Bandwidth utilization comparison thread

TheMightyGreek · November 8, 2020, 10:37am

Did anyone see a big drop in egress since the end of last month ?
My egress wend from 20+ GB per day to about 5 GB now.

kevink · November 8, 2020, 10:44am

got 26GB/day for 7TB

unrealSpeedy · November 8, 2020, 10:56am

Here about 26GB/Day for 8TB, too. Can confirm.

TheMightyGreek · November 8, 2020, 1:23pm

I looked into it and it’s looks like it’s europe-north that stopped pulling data from my node, it’s down to less than 100MB per day compared to 10+ GB per day last month.
Also my node is almost 6Tb for comparison.

SGC · November 8, 2020, 1:32pm

main node, got two tiny new ones that are basically irrelevant.
and sharing the subnet with a foreign node, so my numbers may not be greatly useful.
but on avg seems to be 30 maybe a bit more
so a bit on the low side but that i would expect until i get move to a different subnet.
or it’s just random chance… have seen a good deal of egress over the last few months.

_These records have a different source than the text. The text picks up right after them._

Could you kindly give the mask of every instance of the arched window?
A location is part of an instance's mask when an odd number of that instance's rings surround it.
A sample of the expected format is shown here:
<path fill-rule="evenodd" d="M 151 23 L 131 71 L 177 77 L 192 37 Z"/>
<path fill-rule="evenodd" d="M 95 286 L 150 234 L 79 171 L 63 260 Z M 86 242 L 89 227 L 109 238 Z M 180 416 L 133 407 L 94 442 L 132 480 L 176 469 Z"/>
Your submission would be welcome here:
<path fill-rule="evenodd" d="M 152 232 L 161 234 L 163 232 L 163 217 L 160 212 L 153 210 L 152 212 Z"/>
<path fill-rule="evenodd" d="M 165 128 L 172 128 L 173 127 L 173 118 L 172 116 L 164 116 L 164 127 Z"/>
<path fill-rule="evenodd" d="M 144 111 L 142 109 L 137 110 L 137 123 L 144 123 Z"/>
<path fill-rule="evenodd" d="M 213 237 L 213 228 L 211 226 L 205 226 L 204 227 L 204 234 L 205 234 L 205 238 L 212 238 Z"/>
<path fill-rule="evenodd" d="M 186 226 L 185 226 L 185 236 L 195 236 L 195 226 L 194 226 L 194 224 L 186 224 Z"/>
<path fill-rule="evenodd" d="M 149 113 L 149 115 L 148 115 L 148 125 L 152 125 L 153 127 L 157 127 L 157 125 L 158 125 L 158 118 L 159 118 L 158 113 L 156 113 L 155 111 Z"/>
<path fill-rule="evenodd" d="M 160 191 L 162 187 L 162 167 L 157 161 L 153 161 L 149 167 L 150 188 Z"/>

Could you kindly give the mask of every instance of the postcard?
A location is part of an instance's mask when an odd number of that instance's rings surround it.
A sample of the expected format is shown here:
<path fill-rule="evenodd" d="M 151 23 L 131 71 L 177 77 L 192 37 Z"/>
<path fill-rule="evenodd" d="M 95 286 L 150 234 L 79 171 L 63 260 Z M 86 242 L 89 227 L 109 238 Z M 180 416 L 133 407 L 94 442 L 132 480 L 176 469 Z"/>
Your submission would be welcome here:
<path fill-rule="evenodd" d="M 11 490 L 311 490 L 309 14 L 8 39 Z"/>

shoofar · November 8, 2020, 5:30pm

I’ve am noticing a drop in egress but it started for my node in the half of the previous month and it dropped from 18 to 12 then 10 then to 5

So not sure how to relate to your sudden drop.
Checked europe north and it did drop but from 4th of November from ~6GB to ~16MB

SGC · November 8, 2020, 9:43pm

a factor to be aware of is that test data egress will favor older nodes… if it is possible to compare egress, which it might not be…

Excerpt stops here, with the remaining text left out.